Senators call on White House to release FDA guidance on lab-developed tests

Five senate Democrats called for the White House Office of Management and Budget to release a long-sequestered FDA draft guidance on laboratory-developed tests for public comment. In a letter to OMB acting director Brian Deese, they urged him to release the proposed regulation "to ensure appropriate and efficient oversight of diagnostic tools can move forward in an open and transparent manner."

The FDA has traditionally opted not to regulate LDTs under its "enforcement discretion" doctrine, and instead left their validation to the states under the Clinical Laboratory Improvement Amendments, a standard that must be met by labs in order to receive Medicare or Medicaid payments. Since at least 2010 the agency has shifted its stance, and says it wants to regulate the tests due to their increasing complexity, but the draft guidance has been languishing in OMB for "several years," according to the letter.

"Many of these new diagnostic tools, widely developed and marketed as LDTs, are intended to help diagnose disease earlier, more effectively, less invasively, or in many cases, are the only pathology test available to diagnose a medical condition. These tests and their results are increasingly relied on by patients and medical to help predict the most appropriate course of treatment and care. These tests hold great promise to customize healthcare to be more efficient and targeted for an individual patient," the senators wrote.

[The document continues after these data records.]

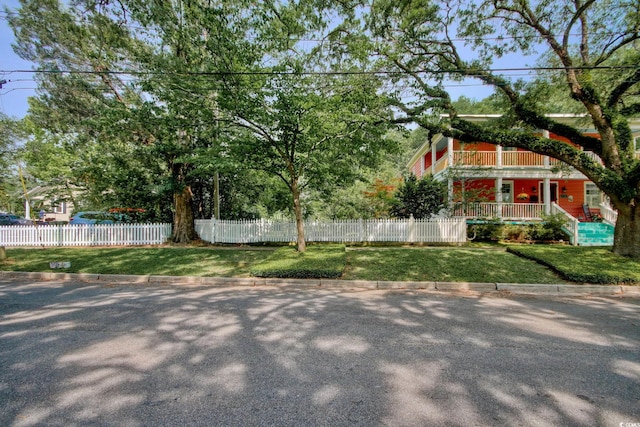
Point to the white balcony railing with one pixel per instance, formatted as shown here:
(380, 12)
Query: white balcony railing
(506, 211)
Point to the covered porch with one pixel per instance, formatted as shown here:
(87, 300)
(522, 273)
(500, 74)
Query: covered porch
(524, 198)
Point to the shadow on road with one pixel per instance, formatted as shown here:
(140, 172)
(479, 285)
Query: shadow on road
(80, 354)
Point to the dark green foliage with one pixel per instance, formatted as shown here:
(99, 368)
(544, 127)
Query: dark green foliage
(485, 231)
(318, 261)
(549, 229)
(422, 198)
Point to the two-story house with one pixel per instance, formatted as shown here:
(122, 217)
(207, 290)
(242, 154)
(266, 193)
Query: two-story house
(491, 181)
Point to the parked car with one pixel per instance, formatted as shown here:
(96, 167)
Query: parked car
(93, 218)
(11, 219)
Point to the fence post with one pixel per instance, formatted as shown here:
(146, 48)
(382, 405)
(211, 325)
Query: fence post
(412, 229)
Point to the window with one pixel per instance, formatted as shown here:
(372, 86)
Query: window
(59, 208)
(592, 195)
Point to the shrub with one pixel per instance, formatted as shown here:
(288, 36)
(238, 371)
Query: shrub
(485, 231)
(549, 229)
(517, 232)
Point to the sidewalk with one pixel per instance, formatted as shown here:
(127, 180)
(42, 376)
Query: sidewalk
(514, 288)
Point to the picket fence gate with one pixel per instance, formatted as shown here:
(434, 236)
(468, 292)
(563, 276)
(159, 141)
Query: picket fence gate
(84, 234)
(444, 230)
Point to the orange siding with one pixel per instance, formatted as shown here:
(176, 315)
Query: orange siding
(573, 199)
(415, 168)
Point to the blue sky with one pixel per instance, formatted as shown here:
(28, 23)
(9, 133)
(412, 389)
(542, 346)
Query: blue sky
(20, 86)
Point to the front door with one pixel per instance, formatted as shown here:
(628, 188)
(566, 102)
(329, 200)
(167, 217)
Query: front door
(507, 191)
(553, 188)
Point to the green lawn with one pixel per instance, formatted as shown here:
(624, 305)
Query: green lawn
(445, 264)
(170, 261)
(583, 264)
(319, 261)
(468, 264)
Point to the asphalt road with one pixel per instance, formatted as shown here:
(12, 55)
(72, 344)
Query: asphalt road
(147, 355)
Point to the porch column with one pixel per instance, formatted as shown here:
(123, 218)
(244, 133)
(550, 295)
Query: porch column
(499, 195)
(434, 155)
(545, 134)
(546, 184)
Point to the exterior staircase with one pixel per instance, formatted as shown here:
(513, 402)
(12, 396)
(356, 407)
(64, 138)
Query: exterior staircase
(595, 234)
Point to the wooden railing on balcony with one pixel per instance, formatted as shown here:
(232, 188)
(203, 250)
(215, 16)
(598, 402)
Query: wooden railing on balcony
(508, 159)
(474, 158)
(522, 158)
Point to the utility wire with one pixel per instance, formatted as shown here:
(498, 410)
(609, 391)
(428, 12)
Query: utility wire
(469, 73)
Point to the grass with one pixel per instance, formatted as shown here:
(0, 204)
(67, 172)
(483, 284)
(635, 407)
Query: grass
(319, 261)
(445, 264)
(157, 260)
(583, 264)
(467, 264)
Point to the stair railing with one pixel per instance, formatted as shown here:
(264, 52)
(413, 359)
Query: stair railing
(572, 222)
(608, 215)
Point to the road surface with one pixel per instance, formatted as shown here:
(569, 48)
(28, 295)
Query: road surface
(151, 355)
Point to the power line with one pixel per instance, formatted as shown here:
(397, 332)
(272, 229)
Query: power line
(469, 73)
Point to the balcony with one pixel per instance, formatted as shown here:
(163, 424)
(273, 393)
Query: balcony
(505, 211)
(505, 159)
(499, 160)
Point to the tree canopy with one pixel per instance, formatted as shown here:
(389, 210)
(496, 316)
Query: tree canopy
(590, 51)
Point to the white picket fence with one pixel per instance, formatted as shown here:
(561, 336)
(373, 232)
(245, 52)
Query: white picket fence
(84, 234)
(445, 230)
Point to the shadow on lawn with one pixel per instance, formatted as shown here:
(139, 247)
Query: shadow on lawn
(212, 356)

They cited an April 2014 notice from the Centers for Disease Control and Prevention that said a common LDT to detect Lyme disease results in many false-positives and recommended using an FDA-approved diagnostics for the disease.

The current, two-tier regulatory system is inconsistent and confusing, the senators said. Manufacturers of LDTs and testing equipment must receive a PMA or 510(k) from the FDA to distribute their product, but "an independent laboratory can develop and use a LDT diagnostic test, for an infinite number of patients, without ever being subject to these same pre-market reviews," the letter points out. Instead, the lab must meet the CLIA rules, administered by the states and CMS, before disseminating the test's results.

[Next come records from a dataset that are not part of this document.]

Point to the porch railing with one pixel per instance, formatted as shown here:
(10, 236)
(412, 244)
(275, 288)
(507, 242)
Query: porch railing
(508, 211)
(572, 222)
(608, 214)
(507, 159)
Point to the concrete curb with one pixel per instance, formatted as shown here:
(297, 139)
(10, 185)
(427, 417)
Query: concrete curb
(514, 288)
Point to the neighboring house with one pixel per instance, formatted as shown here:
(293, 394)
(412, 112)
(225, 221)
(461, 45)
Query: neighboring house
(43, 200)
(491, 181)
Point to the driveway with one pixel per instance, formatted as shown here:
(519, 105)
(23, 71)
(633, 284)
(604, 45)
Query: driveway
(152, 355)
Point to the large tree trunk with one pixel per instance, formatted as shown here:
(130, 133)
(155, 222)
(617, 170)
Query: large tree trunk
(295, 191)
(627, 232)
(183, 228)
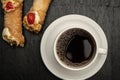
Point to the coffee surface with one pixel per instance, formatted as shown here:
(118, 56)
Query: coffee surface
(76, 47)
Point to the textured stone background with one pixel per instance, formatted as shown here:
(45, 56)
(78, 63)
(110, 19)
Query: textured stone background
(26, 63)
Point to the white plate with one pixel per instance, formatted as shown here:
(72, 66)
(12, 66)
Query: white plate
(48, 41)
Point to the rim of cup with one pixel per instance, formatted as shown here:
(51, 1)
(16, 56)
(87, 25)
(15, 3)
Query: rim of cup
(97, 51)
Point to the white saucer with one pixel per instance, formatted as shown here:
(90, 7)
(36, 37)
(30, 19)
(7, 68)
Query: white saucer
(48, 41)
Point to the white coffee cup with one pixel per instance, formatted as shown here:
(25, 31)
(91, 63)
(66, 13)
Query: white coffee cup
(99, 50)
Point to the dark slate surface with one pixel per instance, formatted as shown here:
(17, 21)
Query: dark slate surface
(26, 64)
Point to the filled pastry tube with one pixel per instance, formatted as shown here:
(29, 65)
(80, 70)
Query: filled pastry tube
(12, 32)
(35, 17)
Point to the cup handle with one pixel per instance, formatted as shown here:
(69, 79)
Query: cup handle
(102, 51)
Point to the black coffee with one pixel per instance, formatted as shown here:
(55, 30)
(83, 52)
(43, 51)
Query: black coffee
(76, 47)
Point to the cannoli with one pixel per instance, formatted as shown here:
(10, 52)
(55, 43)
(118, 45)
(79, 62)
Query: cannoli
(35, 17)
(12, 32)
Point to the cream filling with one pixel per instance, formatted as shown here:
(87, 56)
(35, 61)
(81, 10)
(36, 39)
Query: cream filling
(15, 4)
(7, 35)
(37, 18)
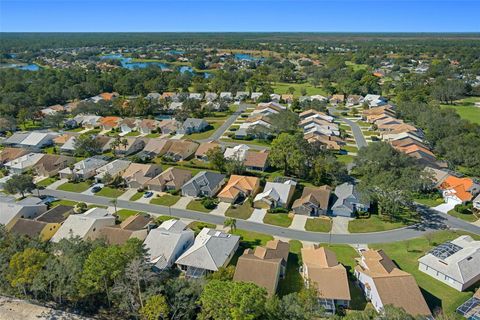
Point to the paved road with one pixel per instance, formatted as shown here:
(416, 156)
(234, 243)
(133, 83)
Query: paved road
(221, 130)
(433, 221)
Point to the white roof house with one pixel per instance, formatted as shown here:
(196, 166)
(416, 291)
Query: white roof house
(166, 243)
(23, 163)
(86, 225)
(455, 263)
(211, 250)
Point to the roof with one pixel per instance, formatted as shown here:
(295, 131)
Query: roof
(210, 251)
(262, 265)
(329, 276)
(238, 184)
(460, 264)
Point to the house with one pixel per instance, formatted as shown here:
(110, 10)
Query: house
(313, 202)
(133, 145)
(86, 225)
(135, 226)
(203, 184)
(166, 243)
(114, 168)
(50, 164)
(347, 201)
(211, 250)
(137, 174)
(192, 125)
(169, 180)
(263, 266)
(23, 163)
(384, 284)
(454, 263)
(321, 269)
(239, 188)
(275, 194)
(203, 148)
(109, 123)
(181, 150)
(12, 210)
(459, 190)
(10, 154)
(148, 126)
(83, 169)
(256, 160)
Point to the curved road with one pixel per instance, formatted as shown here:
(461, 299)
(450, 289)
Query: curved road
(432, 221)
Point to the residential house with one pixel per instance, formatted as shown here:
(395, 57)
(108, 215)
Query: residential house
(239, 188)
(12, 210)
(86, 225)
(211, 250)
(321, 269)
(256, 160)
(83, 169)
(23, 163)
(347, 201)
(203, 184)
(181, 150)
(114, 169)
(383, 283)
(192, 125)
(313, 202)
(263, 266)
(203, 148)
(135, 226)
(275, 194)
(137, 174)
(50, 164)
(166, 243)
(169, 180)
(454, 263)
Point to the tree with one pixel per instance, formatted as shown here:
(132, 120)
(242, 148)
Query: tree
(20, 183)
(155, 308)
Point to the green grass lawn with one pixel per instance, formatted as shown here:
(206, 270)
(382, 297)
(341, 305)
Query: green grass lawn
(466, 217)
(110, 192)
(374, 224)
(46, 182)
(136, 196)
(278, 219)
(406, 253)
(207, 133)
(243, 211)
(124, 214)
(165, 200)
(196, 205)
(74, 187)
(318, 225)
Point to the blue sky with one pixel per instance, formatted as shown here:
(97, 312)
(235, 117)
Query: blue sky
(246, 15)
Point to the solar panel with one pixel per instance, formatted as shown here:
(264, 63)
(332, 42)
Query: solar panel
(445, 250)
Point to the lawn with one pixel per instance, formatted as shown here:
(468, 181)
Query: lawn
(110, 192)
(196, 205)
(74, 186)
(167, 200)
(278, 219)
(243, 211)
(46, 182)
(213, 126)
(406, 253)
(318, 225)
(124, 214)
(375, 224)
(136, 196)
(466, 217)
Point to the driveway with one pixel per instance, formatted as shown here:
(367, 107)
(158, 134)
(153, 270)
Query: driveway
(257, 215)
(298, 222)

The senators wrote that the delay violates a 1993 executive order issued by President Clinton which calls for OMB to review all regulatory policies within 90 days.

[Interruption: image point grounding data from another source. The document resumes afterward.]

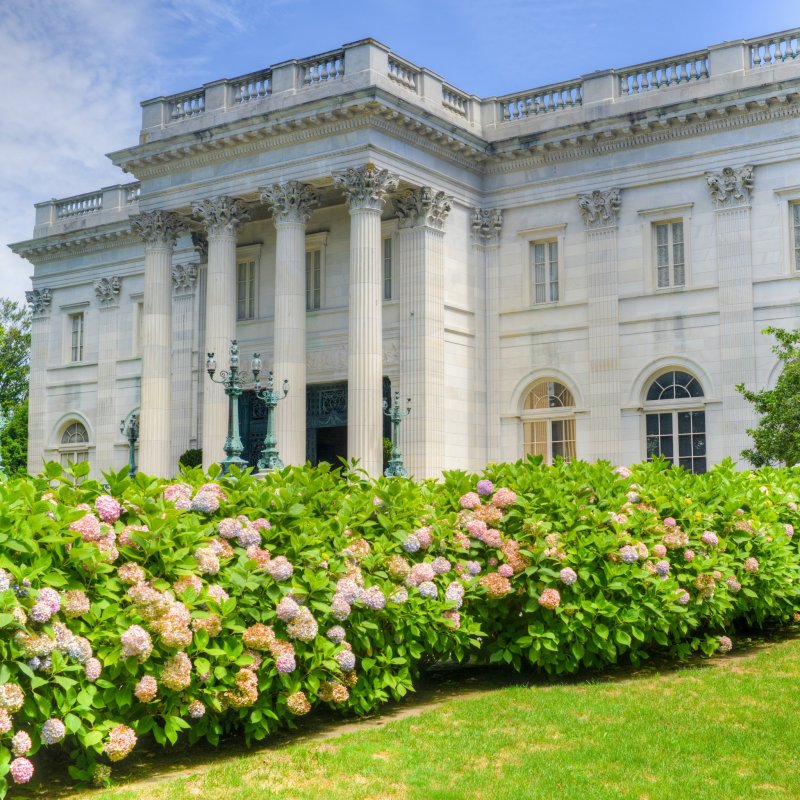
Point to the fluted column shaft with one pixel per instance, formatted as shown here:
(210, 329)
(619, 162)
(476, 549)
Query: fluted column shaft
(222, 217)
(159, 230)
(366, 189)
(291, 204)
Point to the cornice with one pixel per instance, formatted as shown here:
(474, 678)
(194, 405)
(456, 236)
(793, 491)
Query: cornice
(660, 126)
(46, 249)
(189, 151)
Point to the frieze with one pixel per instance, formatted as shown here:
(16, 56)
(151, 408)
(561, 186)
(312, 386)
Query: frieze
(731, 187)
(486, 224)
(423, 206)
(221, 215)
(39, 300)
(366, 187)
(600, 209)
(292, 201)
(107, 290)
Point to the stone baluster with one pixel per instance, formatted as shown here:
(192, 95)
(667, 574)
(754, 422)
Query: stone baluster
(600, 210)
(365, 189)
(291, 203)
(422, 214)
(222, 217)
(39, 301)
(730, 193)
(487, 224)
(107, 426)
(159, 230)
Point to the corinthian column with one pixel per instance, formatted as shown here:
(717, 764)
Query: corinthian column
(291, 204)
(365, 188)
(422, 213)
(159, 230)
(222, 217)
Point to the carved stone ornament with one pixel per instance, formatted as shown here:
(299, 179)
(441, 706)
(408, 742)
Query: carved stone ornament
(600, 209)
(731, 187)
(221, 215)
(291, 201)
(107, 290)
(39, 301)
(366, 187)
(423, 206)
(184, 277)
(200, 245)
(486, 224)
(157, 227)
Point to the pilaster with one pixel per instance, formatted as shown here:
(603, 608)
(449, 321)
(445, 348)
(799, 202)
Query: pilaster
(365, 189)
(599, 210)
(159, 230)
(39, 301)
(291, 204)
(730, 192)
(106, 426)
(222, 217)
(184, 281)
(487, 225)
(422, 214)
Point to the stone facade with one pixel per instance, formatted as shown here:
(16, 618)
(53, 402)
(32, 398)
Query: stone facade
(581, 269)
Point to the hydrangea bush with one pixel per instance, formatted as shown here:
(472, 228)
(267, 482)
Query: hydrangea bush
(162, 609)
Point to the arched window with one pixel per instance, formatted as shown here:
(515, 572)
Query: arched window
(675, 420)
(74, 445)
(548, 421)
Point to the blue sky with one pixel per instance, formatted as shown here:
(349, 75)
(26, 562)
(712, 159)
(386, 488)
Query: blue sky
(72, 72)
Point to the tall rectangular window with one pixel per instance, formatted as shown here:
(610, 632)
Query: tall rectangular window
(76, 337)
(387, 269)
(544, 258)
(313, 279)
(796, 234)
(670, 260)
(246, 290)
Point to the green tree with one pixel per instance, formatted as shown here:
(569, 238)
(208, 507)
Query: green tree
(15, 349)
(776, 440)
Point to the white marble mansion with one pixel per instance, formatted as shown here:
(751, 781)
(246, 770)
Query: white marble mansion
(581, 270)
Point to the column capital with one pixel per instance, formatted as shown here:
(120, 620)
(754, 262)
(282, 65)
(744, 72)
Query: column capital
(184, 277)
(221, 215)
(486, 224)
(600, 208)
(423, 206)
(292, 201)
(366, 187)
(107, 291)
(731, 187)
(159, 228)
(39, 301)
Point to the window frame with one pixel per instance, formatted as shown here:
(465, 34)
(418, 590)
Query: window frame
(674, 407)
(548, 235)
(249, 255)
(317, 242)
(549, 416)
(651, 219)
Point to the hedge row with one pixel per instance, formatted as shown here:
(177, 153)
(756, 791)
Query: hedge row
(195, 608)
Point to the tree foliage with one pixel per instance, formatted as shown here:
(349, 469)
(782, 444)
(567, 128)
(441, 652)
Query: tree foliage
(776, 440)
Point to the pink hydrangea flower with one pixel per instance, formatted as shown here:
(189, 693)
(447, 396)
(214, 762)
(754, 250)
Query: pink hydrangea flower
(550, 598)
(108, 508)
(21, 770)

Support for FDA regulation of LDTs is far from unanimous on Capitol Hill. Rep. Michael Burgess (R-TX) introduced a bill in 2011 that would ban the FDA from regulating genetic diagnostic testing, according to the Patent Docs IP blog. However, the opposition to the draft guidance stems from someone who works for the White House, for OMB is an executive branch agency that helps agencies implement the commitments and priorities of the President.